Bunun adına küreselleşme denmiyor mu? Dünya iletişim ve ulaşım ağları geliştikçe birbirine daha yakın ve ulaşabilir hale geldi ve bunun sonucunda da artık hemen hemen herkes birbirinden haberdar olmaya başladı. Asya Afrika büyük kıtasının birbiriyle kara bağlantısı olduğu için bu topraklar üzerinde yaşayan insanlar doğal olarak daha kolay etkileşime geçti.
Sayfa 175: “Afrika-Asya devinin bütün bu yuttuklarını sindirmesi yüzyıllar sürdü, ancak geri döndürülemez bir süreçti. Bugün neredeyse tüm insanlar aynı jeopolitik sistemin (tüm gezegen diğer uluslar tarafından tanınan ülkelere bölünmüştür), aynı ekonomik sistemin (kapitalist piyasa ekonomisi gezegenin en uzak köşelerini bile şekillendiriyor), aynı hukuki sistemin (insan hakları ve evrensel yasalar her yerde en azından teoride geçerlidir) ve aynı bilimsel sistemin parçasıdır (Türkiye, İsrail, Avustralya ve Arjantin’deki uzmanların atomların yapısı veya tüberkülozun tedavisi hakkındaki görüşleri tamamen aynıdır).

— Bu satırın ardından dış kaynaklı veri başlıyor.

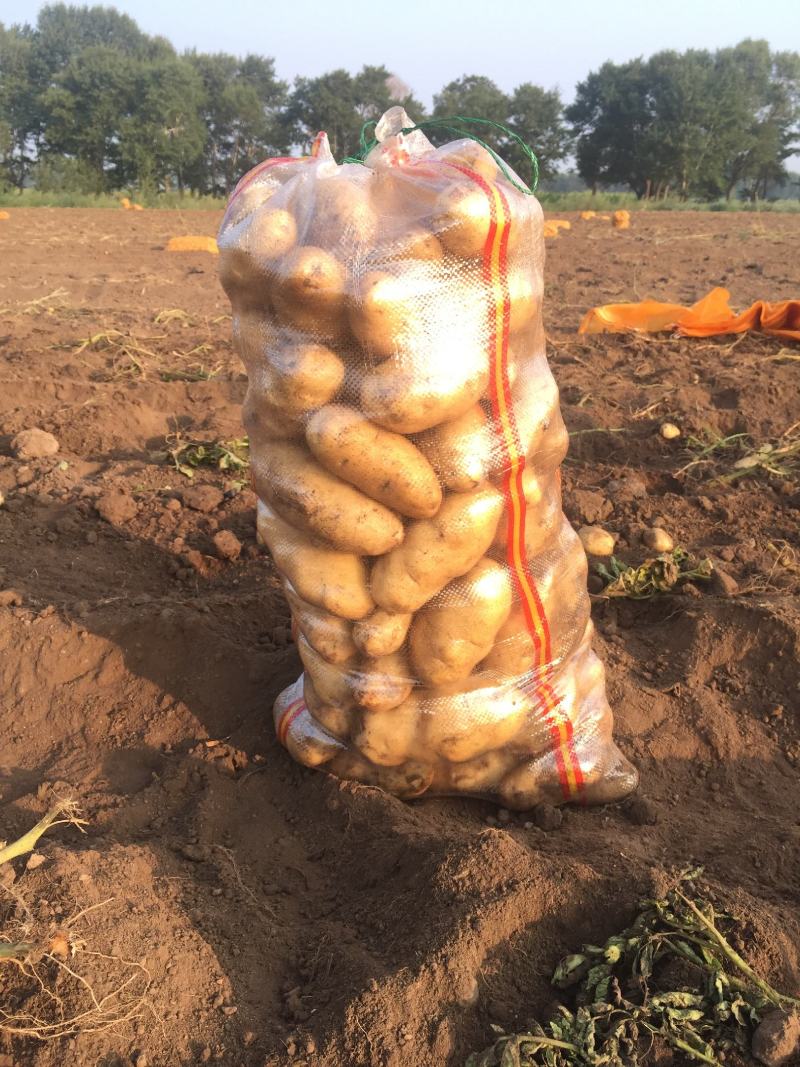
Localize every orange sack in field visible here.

Bu tekil küresel kültür homojen değildir. Tek bir organik vücudun
farklı organlar ve hücreler barındırması gibi, bu tekil küresel kültür de New York borsacılarından Afgan çobanlarına çok farklı yaşam biçimleri ve insanlar barındırmaktadır. Bu farklı insanlar birbirlerine sıkı sıkıya bağlıdır ve birbirlerini sayısız kez etkilerler. Tartışma ve kavgalar yine olmaktadır ve kullanılan kavramlarla silahlar da aynıdır. Gerçek bir “medeniyetler çatışması” sağırların konuşması gibidir, kimse bir diğerinin ne söylediğini anlayamaz. Bugün İran’la ABD birbirine kılıç salladığında ikisi de ulus devletlerin, kapitalist ekonomilerin, evrensel hakların ve nükleer fiziğin dilinden konuşmaktadır.”
tüm insanlar
aynı jeopolitik sistemin
aynı ekonomik sistemin
aynı hukuki sistemin
aynı bilimsel sistemin
parçasıdır.
Bu tespit hem doğru hem yanlış değil mi? Özellikle ekonomi ve hukuk için söylüyorum. Bizim ülkemizde hukuk var Norveç'te de ama neden bu ülkelerde yaşayan insanlar kendileri aynı hukuki düzende yaşıyor gibi hissetmiyor? Danimarka'da kapitalist Türkiyede ama neden iki ülkenin insanı arasında bu kadar ekonomik değer farkı var? doğru ve sağlıklı uygulanmadığı halde aynı sistem var denilebilir mi?
Küresel Vizyon
Sayfa 176-177: “Bundan önceki binlerce yıl boyunca tarih zaten küresel birlik yönünde yavaş da olsa ilerliyordu, ama tüm dünyayı yöneten evrensel bir düzen fikri çoğu kişi için hâlâ çok yabancıydı.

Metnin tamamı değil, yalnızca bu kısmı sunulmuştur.